The shRNA approach works a lot like ASOs—they cut UBE3A-ATS RNA at a specific spot. However, they can be delivered with AAV vectors, so it’s a long-lasting approach that can’t potentially over-produce UBE3A, like other types of AAV gene therapy can. It’s also a proof-of-concept for other RNA cutters that can be similarly delivered, such as miRNA, CRISPR/Cas13, and ribozymes. They all cut RNA, and can theoretically be delivered using long lasting viral vectors. Our goal for the shRNA is to use it to provide a one-time treatment that would last decades. We’ll have to be extra careful to think about safety, though because it is so long lasting.
How do you assess - from today's point of view - the future of the drug treatment of Angelman syndrome?
Like you all, I’m anxiously awaiting the results of the clinical trials for ASOs. I think we need to be patient and wait until kids of different ages have been treated with what is determined to be the best dose before we get too confident. Other therapeutic approaches, like the shRNAs, will depend on how the ASO trials go. However, I think we all should be optimistic because we have three different attempts coming up and their interest and progress has drawn other companies into Angelman therapeutics. Pharma thinks they can make a difference for kids with AS, and it’s always good to have their optimism behind the community. If the ASOs work, then there will be many trying to make better therapeutics. Better can mean many things—easier to deliver, longer lasting, or targeting a different area of the brain. I just hope that some companies and research labs continue to study ways to therapeutically help older individuals with AS who may not benefit as strongly from the ASOs and other genetic therapies.
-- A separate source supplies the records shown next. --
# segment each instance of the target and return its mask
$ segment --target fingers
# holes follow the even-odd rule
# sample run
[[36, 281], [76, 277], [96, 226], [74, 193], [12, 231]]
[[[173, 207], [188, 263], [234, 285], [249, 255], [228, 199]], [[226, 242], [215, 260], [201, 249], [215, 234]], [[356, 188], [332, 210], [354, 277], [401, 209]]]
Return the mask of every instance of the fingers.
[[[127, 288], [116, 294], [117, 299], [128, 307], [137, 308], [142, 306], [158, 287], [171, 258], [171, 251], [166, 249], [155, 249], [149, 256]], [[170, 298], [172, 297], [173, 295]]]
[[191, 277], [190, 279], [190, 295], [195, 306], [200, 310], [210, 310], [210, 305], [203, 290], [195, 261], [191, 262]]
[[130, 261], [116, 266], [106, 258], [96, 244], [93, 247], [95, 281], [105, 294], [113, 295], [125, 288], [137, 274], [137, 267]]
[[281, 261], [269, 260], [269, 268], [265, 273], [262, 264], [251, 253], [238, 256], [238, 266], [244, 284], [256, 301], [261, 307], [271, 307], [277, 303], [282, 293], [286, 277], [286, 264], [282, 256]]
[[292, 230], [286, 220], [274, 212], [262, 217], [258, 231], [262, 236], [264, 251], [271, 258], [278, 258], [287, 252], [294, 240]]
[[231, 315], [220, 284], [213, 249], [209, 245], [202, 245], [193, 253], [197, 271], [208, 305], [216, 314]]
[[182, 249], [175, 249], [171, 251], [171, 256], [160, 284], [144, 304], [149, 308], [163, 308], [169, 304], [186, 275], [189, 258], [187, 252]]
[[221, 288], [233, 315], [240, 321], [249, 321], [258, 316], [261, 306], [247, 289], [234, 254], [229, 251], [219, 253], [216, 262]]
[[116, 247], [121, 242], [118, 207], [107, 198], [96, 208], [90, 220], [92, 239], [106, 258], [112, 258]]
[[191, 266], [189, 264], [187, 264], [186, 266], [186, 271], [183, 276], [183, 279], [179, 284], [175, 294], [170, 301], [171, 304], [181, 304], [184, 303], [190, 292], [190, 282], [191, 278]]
How do you assess the developmental potential of "adult Angelman brains" in a possible future treatment?
The information inferred about this from mice is only a hint, and shouldn’t be taken too literally. Humans take much longer to develop, so it seems possible that humans would have a longer developmental window for treatment. The only way to know this for sure is to treat individuals of different ages with ASOs. I suspect that will happen by real, careful clinical trials, however, it will likely happen after trials involving younger kids have been completed. Humans can learn throughout life, so it’s possible that there will be some benefit of restoring UBE3A in older individuals, too. Then it becomes a risk versus benefit calculation.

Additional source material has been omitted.